La riflessione: Il titolo V di una Costituzione in via di esaurimento…

Serve uno Stato capace di assimilare armonie e non proporre questioni che possono essere fonti di contrasti applicativi e regionalismi iniqui

Il fascino di una carta costituzionale sta nel riuscire a tradurre il testo scritto, costituito da principi e fondamentali valori, in vita vissuta di una comunità nazionale e soprattutto superare il governo della contingenza.
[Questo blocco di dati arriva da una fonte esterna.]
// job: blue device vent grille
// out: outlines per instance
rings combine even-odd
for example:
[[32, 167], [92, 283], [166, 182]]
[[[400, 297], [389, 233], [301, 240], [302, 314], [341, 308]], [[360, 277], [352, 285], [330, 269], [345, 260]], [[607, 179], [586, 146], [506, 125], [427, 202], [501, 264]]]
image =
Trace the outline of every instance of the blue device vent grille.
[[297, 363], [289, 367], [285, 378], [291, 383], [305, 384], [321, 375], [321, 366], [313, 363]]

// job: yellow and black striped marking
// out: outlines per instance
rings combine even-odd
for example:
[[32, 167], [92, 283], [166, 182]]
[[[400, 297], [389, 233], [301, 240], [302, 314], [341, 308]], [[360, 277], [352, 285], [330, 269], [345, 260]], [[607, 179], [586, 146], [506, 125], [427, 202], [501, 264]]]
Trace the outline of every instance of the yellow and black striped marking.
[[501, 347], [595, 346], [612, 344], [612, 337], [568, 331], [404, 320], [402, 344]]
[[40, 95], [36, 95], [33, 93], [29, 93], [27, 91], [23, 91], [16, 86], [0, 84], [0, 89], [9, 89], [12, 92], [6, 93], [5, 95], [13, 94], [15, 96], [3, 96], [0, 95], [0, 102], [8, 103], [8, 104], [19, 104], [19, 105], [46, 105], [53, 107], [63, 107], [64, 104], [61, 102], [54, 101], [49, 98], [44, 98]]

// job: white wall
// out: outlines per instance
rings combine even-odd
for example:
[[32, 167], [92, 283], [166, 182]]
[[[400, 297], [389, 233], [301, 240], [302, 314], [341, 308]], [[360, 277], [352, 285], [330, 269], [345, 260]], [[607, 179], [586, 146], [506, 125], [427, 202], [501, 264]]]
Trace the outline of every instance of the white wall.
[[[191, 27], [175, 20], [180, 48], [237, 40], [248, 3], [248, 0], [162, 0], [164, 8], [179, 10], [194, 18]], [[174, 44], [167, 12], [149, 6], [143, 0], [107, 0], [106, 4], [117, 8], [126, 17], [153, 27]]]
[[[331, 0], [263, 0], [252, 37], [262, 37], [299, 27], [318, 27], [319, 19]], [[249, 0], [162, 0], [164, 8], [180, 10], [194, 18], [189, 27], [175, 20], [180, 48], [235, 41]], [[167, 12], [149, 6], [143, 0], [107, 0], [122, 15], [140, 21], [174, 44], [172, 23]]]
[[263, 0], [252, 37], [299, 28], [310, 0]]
Questo può avvenire solo quando si riesce a dare un impulso durevole sia nelle attività rivolte al benessere comune, sia alla tutela dei principi della persona che per lo stare assieme delle comunità, che nel rappresentare e nello svolgersi delle proprie esigenze laddove si prova a mettere in luce le proprie potenzialità in termini di sensibilità, intelligenza, creatività, identità, voglia di fare.

Qui sta tutto il peso ed il valore di un contenuto paradigmatico di un testo costituzionale che dovrebbe continuare ad ispirare e sorreggere l’impalcatura di uomini e donne che risiedono su un territorio. Di contro alla teorizzazione delle ragioni plausibili perviene la considerazione secondo cui l’attuale assetto costituzionale italiano, al di là delle belle parole e dei compiacimenti di rito, non appare al passo con il trascorrere dei tempi e con il necessario intervento risolutivo nell’applicazione delle prescrizioni e dei principi contenuti nella carta.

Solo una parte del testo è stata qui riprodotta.